Сшить дракона

Елена Бергман
  Вообще-то, я не пластический хирург, самый обычный. Оперирую грыжи и брюшную полость, в основном — планово, а Саньку изначально собирался передать Марии Палне. Шутка ли, родного брата — скальпелем!
  Но потом вынужденно согласился. Санька ж, едва услышал, что его драгоценную тушку тела будет резать наша зав.отделением, пришел в неописуемый ужас. Побледнел, облился ледяным потом и разорался, будто она его уже режет, при чем без наркоза.
  — Марьпална злая грымза! — заверещал, отмахиваясь от меня полотенцем. — Да через мой труп! Я ее боюсь, Дим! — И, выплеснув первые эмоции, уже намного тише и спокойнее добавил, трагически ломая руки, брови — трогательным домиком:
— Димочка, милый, хороший, я тебя Христом Богом умоляю, пожалуйста-пожалуйста, не отдавай меня ей.
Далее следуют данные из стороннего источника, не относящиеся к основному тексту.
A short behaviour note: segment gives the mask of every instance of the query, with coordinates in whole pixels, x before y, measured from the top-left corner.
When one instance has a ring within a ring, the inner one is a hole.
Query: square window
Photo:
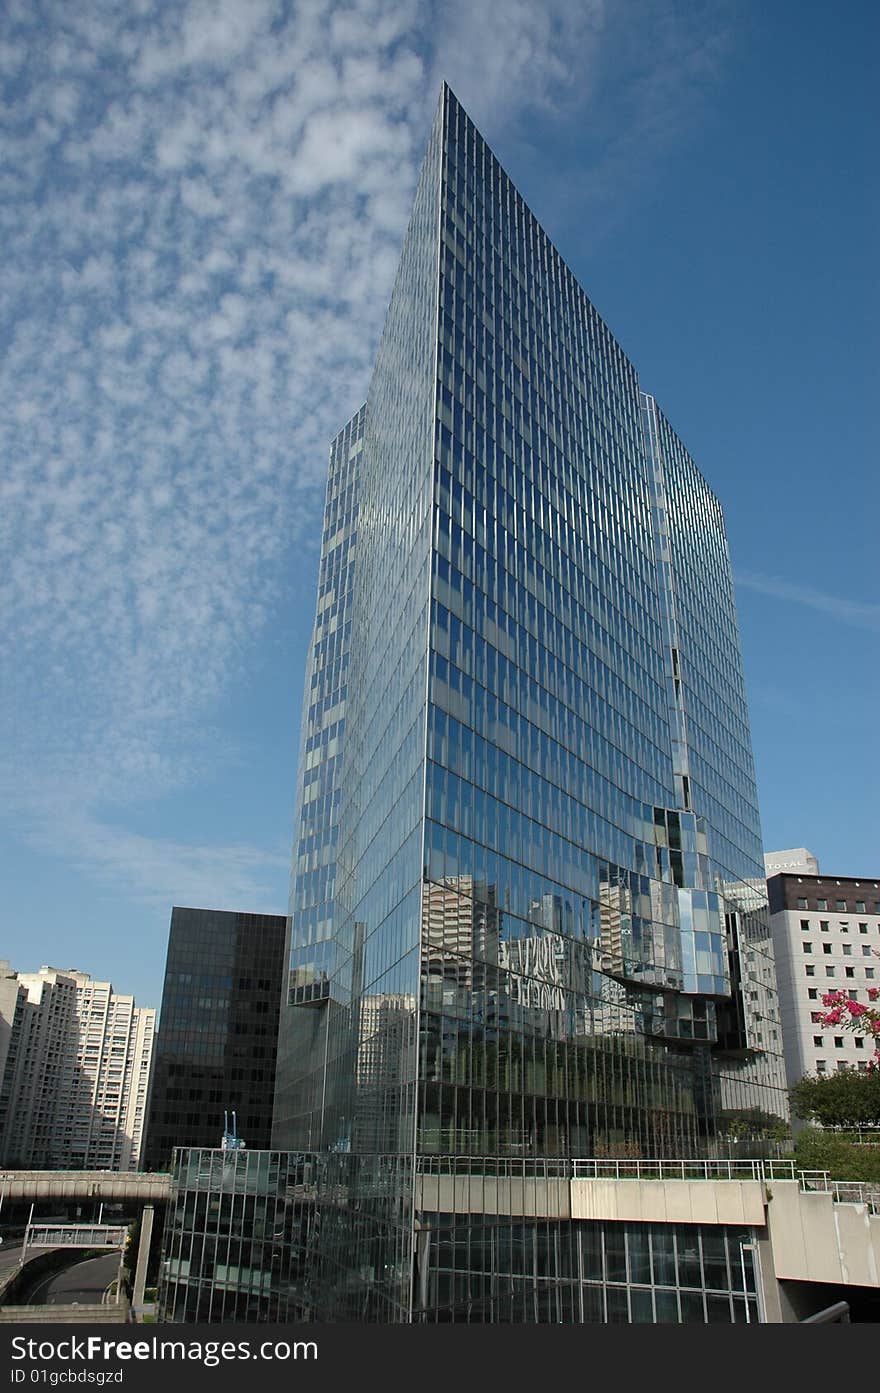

Она моего дракона испортит… — задрал спереди футболку и плотно прижал обе ладони к украшающей живот цветной роскошной татуировке, защищая ее от посягательств.
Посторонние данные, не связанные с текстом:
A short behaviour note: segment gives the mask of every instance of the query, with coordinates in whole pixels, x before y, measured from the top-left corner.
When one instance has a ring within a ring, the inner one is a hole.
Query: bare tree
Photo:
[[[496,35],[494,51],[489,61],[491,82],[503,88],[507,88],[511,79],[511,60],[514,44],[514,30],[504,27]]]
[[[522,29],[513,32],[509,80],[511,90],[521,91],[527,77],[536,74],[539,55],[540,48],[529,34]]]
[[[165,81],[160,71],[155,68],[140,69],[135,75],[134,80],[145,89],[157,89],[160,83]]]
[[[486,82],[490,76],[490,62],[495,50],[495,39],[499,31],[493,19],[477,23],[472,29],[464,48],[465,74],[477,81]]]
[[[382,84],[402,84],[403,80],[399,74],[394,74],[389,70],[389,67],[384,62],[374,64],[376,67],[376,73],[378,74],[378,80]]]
  Этот рисунок парень набивал четыре года назад, на восемнадцатилетие, с моего одобрения и на подаренные мной деньги. Мы тогда совершенно заморочили мастеру в тату-салоне голову, решая, где быть дракону, на животе или на спине. Саня хотел на животе, я склонялся к верхней части спины, потом вмешался утомленный нашими препирательствами, теряющий время впустую мастер и уговорил меня уступить мелкому. Если бы я знал заранее, какая Саше предстоит операция, уперся бы всеми конечностями и не позволил.
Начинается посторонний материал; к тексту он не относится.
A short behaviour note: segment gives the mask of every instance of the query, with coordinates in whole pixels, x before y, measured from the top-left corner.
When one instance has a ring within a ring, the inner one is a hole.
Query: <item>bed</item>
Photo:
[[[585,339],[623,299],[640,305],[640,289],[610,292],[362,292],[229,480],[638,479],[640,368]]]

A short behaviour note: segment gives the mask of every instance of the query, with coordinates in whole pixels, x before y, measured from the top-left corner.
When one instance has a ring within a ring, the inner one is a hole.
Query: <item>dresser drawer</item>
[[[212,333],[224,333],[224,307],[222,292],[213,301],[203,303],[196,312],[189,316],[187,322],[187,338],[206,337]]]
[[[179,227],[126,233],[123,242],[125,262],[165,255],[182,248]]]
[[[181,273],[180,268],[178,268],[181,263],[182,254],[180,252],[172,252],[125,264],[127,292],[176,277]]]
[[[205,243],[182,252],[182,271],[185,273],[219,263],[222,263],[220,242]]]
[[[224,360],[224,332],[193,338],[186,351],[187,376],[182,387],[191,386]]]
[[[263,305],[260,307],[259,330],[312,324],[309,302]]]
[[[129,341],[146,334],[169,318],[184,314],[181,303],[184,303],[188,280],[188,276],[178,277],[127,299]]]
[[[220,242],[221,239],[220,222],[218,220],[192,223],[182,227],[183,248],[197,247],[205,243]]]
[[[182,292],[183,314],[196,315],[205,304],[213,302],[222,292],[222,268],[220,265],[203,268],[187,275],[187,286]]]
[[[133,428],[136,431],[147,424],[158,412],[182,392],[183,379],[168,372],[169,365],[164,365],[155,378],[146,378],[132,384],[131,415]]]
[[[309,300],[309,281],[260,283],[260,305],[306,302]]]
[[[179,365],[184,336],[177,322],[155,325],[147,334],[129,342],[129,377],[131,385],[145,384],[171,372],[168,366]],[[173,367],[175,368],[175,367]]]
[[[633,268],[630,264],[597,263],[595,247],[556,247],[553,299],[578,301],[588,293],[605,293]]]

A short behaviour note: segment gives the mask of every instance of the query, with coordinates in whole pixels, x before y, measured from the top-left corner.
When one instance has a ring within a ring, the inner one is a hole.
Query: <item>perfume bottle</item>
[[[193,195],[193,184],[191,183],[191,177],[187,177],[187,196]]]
  Увы, я не провидец. За то сейчас и корпел без малого сорок минут подряд под жаркими лампами операционной, насквозь мокрый в стерильном халате. Меленькими, аккуратными стежочками соединял располосованного надвое дракона черточка к черточке, линия к линии и чешуйка к чешуйке. Горестно вздыхал, ненавидя нарисованную зубастую крылатую тварь, сглатывал горчащую слюну, мечтал о сигарете и чашечке парящего ароматного кофе, сваренного медсестричкой Маришей. Изогнутая иголка скользила в мокрых от крови, затянутых в резиновые перчатки дрожащих от напряжения пальцах, сновала туда-сюда, туда-сюда, ниточки не желали завязываться в узелки, болела затекшая от долгого стояния чуть внаклонку шея.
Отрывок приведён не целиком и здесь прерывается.